Doctor of Philosophy


Educational Leadership, Research and Technology

First Advisor

Dr. Louann Bierlein Palmer

Second Advisor

Dr. Regina Garza Mitchell

Third Advisor

Dr. Terry Nerbonne


Problem-based learning, police officer perceptions, police training, police academy, licensing exams, satisfaction levels


The training and education of police officers has recently come into question by many facets of the American general public and the mass media as well. Empirical research into the effects of police academy teaching methods is minimal. This study sought to assess the perceived effectiveness of problem-based learning (PBL) teaching strategies within police training academies in Michigan and sought to measure the effects of PBL strategies on the MCOLES Police Officer Licensing Examination mean scores in Michigan. A quantitative approach was utilized to compare the Michigan Police Officer Licensing Examination mean test scores between academies that formally adopted Problem-Based Learning (PBL) teaching strategies and police academies that have not formally adopted PBL (NPBL) teaching methods. Examination mean scores from official state records for a 16 year period (1999-2014) were statistically analyzed. The PBL trained police officers were found to have statistically significant higher scores overall on the licensing examination.

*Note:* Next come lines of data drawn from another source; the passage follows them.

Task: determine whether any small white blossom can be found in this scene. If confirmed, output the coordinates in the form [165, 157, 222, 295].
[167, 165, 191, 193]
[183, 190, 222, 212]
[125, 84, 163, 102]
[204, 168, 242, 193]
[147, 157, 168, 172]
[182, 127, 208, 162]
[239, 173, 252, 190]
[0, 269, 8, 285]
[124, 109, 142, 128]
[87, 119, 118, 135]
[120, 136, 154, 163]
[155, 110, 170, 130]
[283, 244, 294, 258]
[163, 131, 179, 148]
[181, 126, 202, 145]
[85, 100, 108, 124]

In addition, the perceptions of 231 Michigan police officers on their academy experiences were collected using an electronic survey to study the effects of PBL and NPBL teaching methods. The officers opined on their levels of agreement regarding seven areas of their academy education: the level of the PBL instruction provided, their acquired problem-solving skills, their acquired critical thinking abilities, their acquired communication skills, their level of satisfaction of their academy classroom experiences, their beliefs that the education prepared them adequately to perform the requisite job tasks of a police officer in Michigan, and their overall satisfaction with their academy. The officers from the PBL police academy provided statistically significant higher levels of agreement than the NPBL academy officers in all seven areas.

Comments on three open-ended questions were evaluated to discover common themes. The officers provided their observations on the areas that were most and least valuable during their academy training, along with recommendations for change. The police officers identified the key factors of their academy training to be the actual learning methodologies employed, their individual classes, and practical scenario exercises. Recommendations for academy directors, instructors, and curriculum development specialists are provided.